II. Wie kann die Stellung von Komplementär und Kommanditist ausgetauscht werden?
Die verschiedenen Arten der Gesellschafterstellung sind grundsätzlich frei austauschbar:
Ein Gesellschafter kann grundsätzlich jederzeit (mit Zustimmung der anderen) von der Komplementär- in die Kommanditistenstellung wechseln und umgekehrt. Im Gesellschaftsvertrag kann sogar vereinbart werden, dass die Zustimmung der Mitgesellschafter nicht erforderlich ist. Es genügt dann die Erklärung, dass der Komplementär ab sofort beschränkt (bzw. umgekehrt: Kommanditist unbeschränkt) haften will.
Außenwirkung erlangt eine Haftungsbeschränkung freilich nur für die Zukunft und erst mit der Eintragung (§ 176 Abs. 2 HGB). Eine Haftungserweiterung hat hingegen Rückwirkung und wirkt auch ohne Eintragung. Das resultiert aus dem Gläubigerschutz, da eine Haftungserweiterung nur positive Folgen für den Gläubiger hat. Der Gläubiger muss keine Kenntnis von der Erweiterung gehabt haben, um sie durchsetzen zu können.
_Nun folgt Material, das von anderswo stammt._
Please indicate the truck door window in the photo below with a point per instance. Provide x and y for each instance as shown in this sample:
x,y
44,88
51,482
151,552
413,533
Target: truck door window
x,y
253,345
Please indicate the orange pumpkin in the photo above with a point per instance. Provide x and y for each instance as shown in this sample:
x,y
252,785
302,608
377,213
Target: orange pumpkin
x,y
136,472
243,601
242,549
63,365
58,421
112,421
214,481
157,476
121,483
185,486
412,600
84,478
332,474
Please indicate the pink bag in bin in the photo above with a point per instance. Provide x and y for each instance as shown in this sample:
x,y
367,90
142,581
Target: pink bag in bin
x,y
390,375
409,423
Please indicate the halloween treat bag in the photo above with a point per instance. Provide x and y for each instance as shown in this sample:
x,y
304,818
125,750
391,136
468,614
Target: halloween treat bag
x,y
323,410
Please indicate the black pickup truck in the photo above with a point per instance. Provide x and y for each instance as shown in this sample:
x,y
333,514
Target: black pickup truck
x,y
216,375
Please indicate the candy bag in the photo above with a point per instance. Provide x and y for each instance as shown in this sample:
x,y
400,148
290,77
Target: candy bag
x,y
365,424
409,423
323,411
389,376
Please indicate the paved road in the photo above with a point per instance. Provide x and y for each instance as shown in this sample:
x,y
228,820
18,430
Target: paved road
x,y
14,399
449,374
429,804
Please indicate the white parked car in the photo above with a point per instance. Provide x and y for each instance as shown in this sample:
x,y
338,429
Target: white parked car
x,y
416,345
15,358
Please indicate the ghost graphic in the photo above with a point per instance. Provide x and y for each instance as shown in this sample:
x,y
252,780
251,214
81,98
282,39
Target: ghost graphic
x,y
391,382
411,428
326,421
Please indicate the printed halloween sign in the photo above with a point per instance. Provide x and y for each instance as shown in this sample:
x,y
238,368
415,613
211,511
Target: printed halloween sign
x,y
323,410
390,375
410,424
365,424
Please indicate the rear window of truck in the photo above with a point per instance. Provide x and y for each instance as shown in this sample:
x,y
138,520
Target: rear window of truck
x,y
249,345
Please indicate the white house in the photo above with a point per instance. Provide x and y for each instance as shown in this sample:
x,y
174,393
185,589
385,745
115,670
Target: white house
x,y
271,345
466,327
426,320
Derartige Wechsel der Stellungen sind insbesondere bei Generationenwechseln in Familiengesellschaften üblich:
T ist Tochter der M und wird zunächst geschäftsführungsbefugte Kommanditistin der X-KG. Als sie Erfahrungen gesammelt hat und in ihre Verantwortung hineingewachsen ist, wird sie zur Komplementärin der X-KG unter dem Einverständnis aller Gesellschafter. Ihre Mutter M hingegen möchte langsam weniger Verantwortung in der X-KG übernehmen und wechselt ihre ehemalige Komplementärstellung nun zur Stellung als Kommanditistin, ebenfalls unter der Zustimmung aller Gesellschafter.